Für die Investoren biete der Solarpark Langenbogen eine Rendite von bis zu fünf Prozent pro Jahr, erklärt Michael Richter. Er ist Geschäftsführer bei Sonneninvest mit Sitz in Wien.

Die Mindesteinlage für das Projekt liegt bei 250 Euro. Das Risiko ist überschaubar: Denn der Sonnenstrom wird gemäß EEG bis 2030 zu einem garantierten Festpreis ins örtliche Stromnetz eingespeist.

Auch die Hamburger Firma DZ-4 hat so bei Kleinanlegern Geld eingesammelt. Innerhalb von knapp zwei Wochen kamen 180.000 Euro zusammen, mehr als ein Drittel des Betrags. Denn die gesamte Investition betrug 468.000 Euro.
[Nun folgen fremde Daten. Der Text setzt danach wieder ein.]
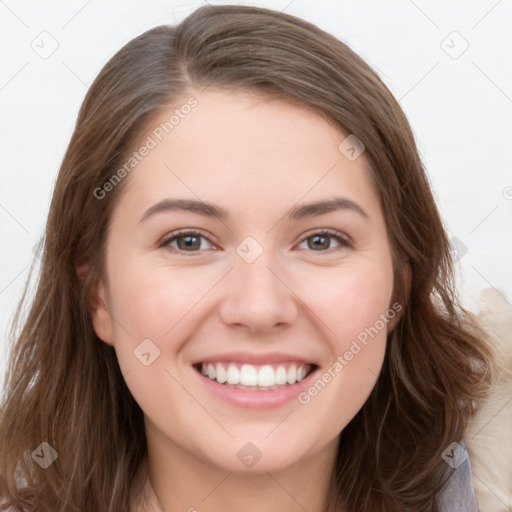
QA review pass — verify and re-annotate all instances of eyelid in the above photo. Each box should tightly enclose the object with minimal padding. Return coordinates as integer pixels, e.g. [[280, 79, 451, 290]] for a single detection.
[[158, 228, 355, 255]]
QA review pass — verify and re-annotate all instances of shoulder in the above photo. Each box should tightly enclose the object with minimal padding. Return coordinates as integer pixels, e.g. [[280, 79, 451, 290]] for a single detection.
[[439, 441, 478, 512]]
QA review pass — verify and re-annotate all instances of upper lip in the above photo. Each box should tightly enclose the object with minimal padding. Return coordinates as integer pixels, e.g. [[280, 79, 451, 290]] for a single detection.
[[192, 352, 315, 365]]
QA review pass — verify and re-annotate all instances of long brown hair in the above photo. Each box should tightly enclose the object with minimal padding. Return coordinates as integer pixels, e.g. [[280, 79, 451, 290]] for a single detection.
[[0, 6, 492, 512]]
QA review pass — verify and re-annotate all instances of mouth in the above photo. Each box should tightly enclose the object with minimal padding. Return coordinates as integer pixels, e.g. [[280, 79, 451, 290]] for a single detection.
[[193, 362, 317, 391]]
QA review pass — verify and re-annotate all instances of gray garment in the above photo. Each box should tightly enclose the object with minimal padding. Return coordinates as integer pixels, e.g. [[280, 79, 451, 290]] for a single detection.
[[438, 441, 479, 512]]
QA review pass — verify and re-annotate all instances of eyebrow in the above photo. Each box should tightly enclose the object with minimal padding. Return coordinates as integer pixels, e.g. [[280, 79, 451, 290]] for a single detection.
[[139, 197, 370, 223]]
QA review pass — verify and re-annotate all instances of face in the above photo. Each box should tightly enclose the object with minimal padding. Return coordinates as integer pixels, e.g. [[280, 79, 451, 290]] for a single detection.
[[92, 90, 398, 472]]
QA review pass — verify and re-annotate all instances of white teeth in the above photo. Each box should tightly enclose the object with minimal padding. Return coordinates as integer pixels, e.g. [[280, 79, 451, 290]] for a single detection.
[[214, 364, 228, 384], [228, 365, 240, 384], [276, 366, 288, 386], [258, 364, 276, 386], [201, 363, 310, 389]]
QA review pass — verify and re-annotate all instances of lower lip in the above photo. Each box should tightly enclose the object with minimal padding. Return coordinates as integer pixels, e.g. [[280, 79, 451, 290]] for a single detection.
[[192, 368, 318, 409]]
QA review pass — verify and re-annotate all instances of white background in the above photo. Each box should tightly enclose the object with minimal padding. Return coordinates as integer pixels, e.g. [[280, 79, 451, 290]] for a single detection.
[[0, 0, 512, 384]]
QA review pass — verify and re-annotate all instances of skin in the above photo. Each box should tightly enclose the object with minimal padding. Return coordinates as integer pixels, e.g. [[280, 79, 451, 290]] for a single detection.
[[91, 89, 404, 512]]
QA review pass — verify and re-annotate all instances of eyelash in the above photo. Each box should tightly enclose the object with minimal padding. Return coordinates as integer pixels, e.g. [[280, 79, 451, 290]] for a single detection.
[[159, 229, 354, 256]]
Das durchschnittliche Investment eines Anlegers liegt mit 1.259 Euro bei einem ähnlichen Wert wie beim Solarpark Langenbogen. DZ-4-Gründer Tobias Schütt ist überzeugt, dass künftig auch weitere Projekte so finanziert werden: „Das ist wichtig, damit eine Skalierung des Geschäftsmodells möglich wird.“

DGRV

Niedrigere Hürden für Genossen

Die Bundesregierung hat Ende April die Novelle des Kleinanlegerschutzgesetzes verabschiedet. Damit stärkt sie auf der einen Seite die Verbraucher und schützt sie vor unseriösen und hoch riskanten Finanzprodukten. Auf der anderen Seite erhöht die Novelle aber nicht die Hürden für genossenschaftliche Projekte hinsichtlich der Prospektpflicht.

So können Anteile an Bürgersolaranlagen, die in der Regel genossenschaftlich organisiert sind, auch weiterhin ausgegeben werden, ohne dass die Genossenschaft einen ausführlichen und aufwendigen Prospekt zum Projekt erstellen muss. Die gleichen Regelungen gelten auch für Projekte mit einer Schwarmfinanzierung.
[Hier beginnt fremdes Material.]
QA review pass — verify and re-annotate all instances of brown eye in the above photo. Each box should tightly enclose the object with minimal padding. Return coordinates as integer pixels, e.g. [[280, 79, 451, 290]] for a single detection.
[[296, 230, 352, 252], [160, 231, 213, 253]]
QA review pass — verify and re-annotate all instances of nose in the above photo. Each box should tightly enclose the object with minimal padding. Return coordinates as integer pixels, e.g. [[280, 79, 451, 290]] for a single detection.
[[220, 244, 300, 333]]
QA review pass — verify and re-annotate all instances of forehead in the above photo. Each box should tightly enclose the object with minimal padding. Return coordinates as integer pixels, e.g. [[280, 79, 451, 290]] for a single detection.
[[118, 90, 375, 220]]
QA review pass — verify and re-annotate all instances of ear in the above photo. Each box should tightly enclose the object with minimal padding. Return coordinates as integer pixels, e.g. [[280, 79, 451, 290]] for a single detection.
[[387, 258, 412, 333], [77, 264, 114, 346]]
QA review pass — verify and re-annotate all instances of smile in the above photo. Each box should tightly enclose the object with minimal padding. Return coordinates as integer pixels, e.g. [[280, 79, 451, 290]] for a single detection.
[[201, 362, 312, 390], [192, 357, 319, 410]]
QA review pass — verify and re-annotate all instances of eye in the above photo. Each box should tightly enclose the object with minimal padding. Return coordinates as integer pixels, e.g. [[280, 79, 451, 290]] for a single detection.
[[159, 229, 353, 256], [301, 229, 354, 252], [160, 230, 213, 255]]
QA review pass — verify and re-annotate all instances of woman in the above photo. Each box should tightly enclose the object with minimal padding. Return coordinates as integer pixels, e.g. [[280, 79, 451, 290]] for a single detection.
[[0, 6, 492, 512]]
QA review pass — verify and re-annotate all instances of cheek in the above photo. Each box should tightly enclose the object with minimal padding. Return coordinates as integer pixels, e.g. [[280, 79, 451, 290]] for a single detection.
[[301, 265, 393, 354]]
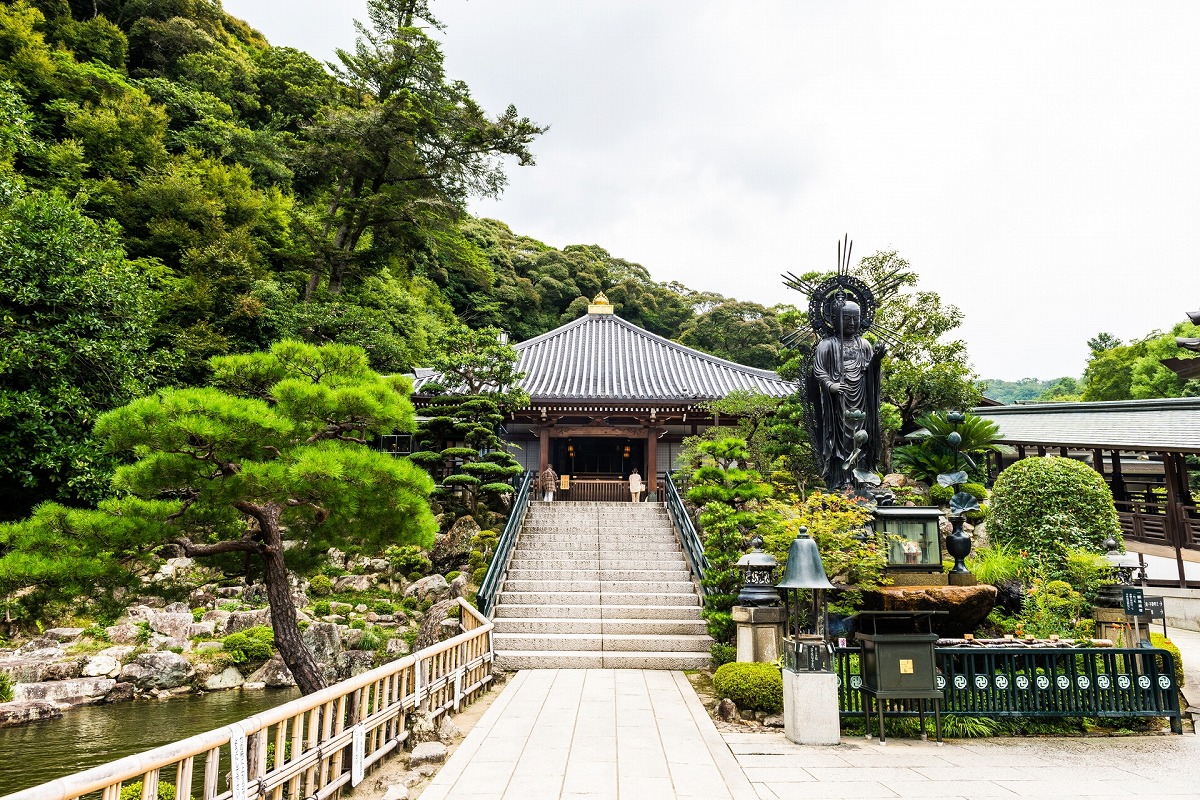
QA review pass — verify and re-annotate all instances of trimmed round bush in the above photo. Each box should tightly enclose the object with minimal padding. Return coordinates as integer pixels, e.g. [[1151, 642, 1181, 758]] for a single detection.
[[988, 456, 1122, 564], [713, 663, 784, 714], [221, 625, 275, 664]]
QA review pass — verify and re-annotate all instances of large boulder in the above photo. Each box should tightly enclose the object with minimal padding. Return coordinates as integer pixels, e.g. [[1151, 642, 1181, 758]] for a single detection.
[[247, 652, 296, 688], [300, 622, 342, 680], [150, 612, 193, 638], [865, 583, 996, 638], [104, 622, 142, 644], [120, 652, 194, 692], [0, 700, 62, 728], [334, 575, 376, 591], [42, 658, 84, 680], [222, 608, 271, 636], [79, 654, 121, 678], [430, 516, 479, 569], [46, 627, 84, 643], [404, 573, 450, 601], [203, 667, 246, 691], [0, 648, 66, 684], [12, 678, 116, 705]]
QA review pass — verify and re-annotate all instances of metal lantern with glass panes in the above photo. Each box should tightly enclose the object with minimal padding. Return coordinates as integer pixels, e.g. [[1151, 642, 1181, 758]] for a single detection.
[[738, 536, 779, 608], [775, 528, 834, 672], [871, 506, 942, 572]]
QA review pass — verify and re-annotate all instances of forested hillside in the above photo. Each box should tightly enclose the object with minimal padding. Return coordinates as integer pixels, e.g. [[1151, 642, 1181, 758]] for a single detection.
[[0, 0, 816, 518]]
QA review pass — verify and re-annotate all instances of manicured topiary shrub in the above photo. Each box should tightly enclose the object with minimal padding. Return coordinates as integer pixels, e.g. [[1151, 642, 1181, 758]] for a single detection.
[[221, 625, 275, 663], [308, 575, 334, 597], [988, 456, 1121, 565], [713, 663, 784, 714], [1150, 632, 1183, 688]]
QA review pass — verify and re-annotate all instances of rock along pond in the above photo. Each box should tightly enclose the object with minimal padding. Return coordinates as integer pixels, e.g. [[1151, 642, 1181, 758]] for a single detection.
[[0, 688, 300, 796]]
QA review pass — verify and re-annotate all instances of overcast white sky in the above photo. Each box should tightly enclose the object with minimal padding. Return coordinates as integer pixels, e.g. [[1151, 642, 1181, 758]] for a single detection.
[[224, 0, 1200, 380]]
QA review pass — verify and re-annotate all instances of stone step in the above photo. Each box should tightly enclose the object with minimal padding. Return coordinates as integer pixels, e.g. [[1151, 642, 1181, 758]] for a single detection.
[[504, 578, 692, 595], [494, 604, 701, 621], [514, 536, 682, 558], [509, 551, 688, 570], [521, 525, 676, 539], [496, 650, 712, 670], [499, 587, 700, 607], [508, 564, 691, 582], [492, 633, 713, 655], [496, 616, 708, 636]]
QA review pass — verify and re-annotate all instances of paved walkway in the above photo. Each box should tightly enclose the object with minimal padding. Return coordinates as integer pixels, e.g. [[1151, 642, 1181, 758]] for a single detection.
[[421, 669, 756, 800], [724, 733, 1200, 800], [421, 628, 1200, 800]]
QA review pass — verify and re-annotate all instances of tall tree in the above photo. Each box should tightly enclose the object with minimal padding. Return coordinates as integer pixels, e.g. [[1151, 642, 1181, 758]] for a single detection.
[[0, 176, 158, 518], [302, 0, 544, 299], [858, 251, 983, 431], [88, 342, 437, 693]]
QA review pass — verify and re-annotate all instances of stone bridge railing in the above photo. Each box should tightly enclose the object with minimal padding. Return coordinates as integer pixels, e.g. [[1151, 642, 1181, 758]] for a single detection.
[[5, 600, 492, 800]]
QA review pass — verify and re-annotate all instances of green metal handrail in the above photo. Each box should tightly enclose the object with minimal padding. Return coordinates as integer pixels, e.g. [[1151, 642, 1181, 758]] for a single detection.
[[834, 646, 1183, 733], [666, 473, 713, 595], [475, 473, 534, 618]]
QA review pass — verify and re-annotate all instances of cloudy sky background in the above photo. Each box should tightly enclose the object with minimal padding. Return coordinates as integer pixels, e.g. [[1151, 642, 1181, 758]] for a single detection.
[[224, 0, 1200, 380]]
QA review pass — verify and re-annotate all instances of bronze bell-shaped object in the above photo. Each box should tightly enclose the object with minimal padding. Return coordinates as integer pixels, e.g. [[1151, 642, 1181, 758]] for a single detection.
[[775, 528, 834, 589]]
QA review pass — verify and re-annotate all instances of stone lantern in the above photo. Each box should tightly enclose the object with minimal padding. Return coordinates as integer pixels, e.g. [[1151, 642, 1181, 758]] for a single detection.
[[738, 536, 779, 607], [731, 536, 785, 662], [776, 528, 841, 745]]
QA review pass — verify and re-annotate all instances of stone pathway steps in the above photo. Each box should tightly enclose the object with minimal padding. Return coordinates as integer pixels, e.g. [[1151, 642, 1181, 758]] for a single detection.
[[493, 501, 712, 669]]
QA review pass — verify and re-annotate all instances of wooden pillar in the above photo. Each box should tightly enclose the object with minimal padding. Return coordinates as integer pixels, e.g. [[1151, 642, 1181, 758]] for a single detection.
[[1110, 450, 1129, 503], [1162, 453, 1188, 589], [646, 428, 659, 494]]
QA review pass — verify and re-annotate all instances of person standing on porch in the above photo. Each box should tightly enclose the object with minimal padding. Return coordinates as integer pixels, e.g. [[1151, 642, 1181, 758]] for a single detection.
[[541, 464, 558, 503], [629, 467, 646, 503]]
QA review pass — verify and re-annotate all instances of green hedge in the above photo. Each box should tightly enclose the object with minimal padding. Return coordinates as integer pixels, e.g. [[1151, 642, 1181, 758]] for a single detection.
[[713, 663, 784, 714], [988, 456, 1121, 564]]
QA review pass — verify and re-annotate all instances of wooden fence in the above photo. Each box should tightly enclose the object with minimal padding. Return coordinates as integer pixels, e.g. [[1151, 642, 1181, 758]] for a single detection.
[[5, 599, 492, 800], [554, 479, 662, 503]]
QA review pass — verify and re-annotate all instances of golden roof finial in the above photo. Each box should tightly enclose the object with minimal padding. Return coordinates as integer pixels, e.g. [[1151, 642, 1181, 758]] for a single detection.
[[588, 291, 612, 314]]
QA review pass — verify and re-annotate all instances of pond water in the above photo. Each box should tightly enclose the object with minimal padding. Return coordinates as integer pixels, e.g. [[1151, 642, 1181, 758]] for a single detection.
[[0, 688, 300, 796]]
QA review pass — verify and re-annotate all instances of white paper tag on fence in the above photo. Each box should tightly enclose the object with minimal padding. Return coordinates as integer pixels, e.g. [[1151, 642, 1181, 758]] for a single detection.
[[350, 722, 367, 786], [229, 728, 250, 800]]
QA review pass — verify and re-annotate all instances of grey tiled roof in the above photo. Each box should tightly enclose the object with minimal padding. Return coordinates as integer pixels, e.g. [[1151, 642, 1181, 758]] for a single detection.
[[415, 314, 798, 403], [973, 397, 1200, 453]]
Aufseiten der Genossenschaften zeigt man sich zufrieden mit der Lösung. „Es ist erfreulich, dass sich Genossenschaften auch zukünftig über Darlehen ihrer Mitglieder finanzieren können, ohne dass ein aufwendiger Verkaufsprospekt erstellt werden muss“, lobt Eckhard Ott. Er ist Vorstandsvorsitzender des Deutschen Genossenschafts- und Raiffeisenverbands (DGRV). „Damit kann die seit Jahrzehnten vertrauensvoll praktizierte Unternehmensfinanzierung beibehalten werden.“

Die bisher schon geltende Prospektbefreiung bei der Mitgliedereinwerbung von Genossenschaften wird so konsequent auf Angebote von Mitgliederdarlehen übertragen. „In seiner Begründung verweist der Gesetzgeber zu Recht auf den traditionell sehr hohen Mitgliederschutz der Genossenschaften, den insbesondere die Gründungs- und Pflichtprüfungen durch die gesetzlichen Prüfungsverbände gewährleisten“, erklärt Ott. „Die Ausnahmeregelungen bewahren Genossenschaften vor erheblichen administrativen Zusatzkosten, die das ohnehin schon hohe Schutzniveau nicht weiter verbessert hätten.“

Außerdem haben die Abgeordneten im Bundestag fraktionsübergreifend die Erklärung ihres Finanzausschusses unterstützt, wonach Genossenschaftsfonds grundsätzlich keine Investmentvermögen im Sinne des Kapitalanlagegesetzbuches sind.

www.dgrv.de

Universität Lüneburg

Verunsicherung schlägt sich nieder

Nach den starken Zuwächsen in den vergangenen Jahren ist der Gründerboom bei Energiegenossenschaften im Jahr 2014 eingebrochen. Zum Ablauf des Jahres 2014 waren 973 Energiegenossenschaften in den Genossenschaftsregistern eingetragen. Insgesamt wurden im Jahr 2014 66 Energiegenossenschaften neu in die Register eingetragen. Von denen wurden jedoch nur 29 auch im Jahr 2014 gegründet. Im Jahr 2013 wurden noch 104 Energiegenossenschaften neu gegründet und 172 in den Genossenschaftsregistern registriert. Das ergibt die Studie von Anfang 2015 „Zum Stand von Energiegenossenschaften in Deutschland“ von Jakob Müller und Lars Holstenkamp von der Universität Lüneburg. Unter den Neugründungen befinden sich schwerpunktmäßig Energiegenossenschaften, gleichauf mit Genossenschaften zum Nahwärmenetz.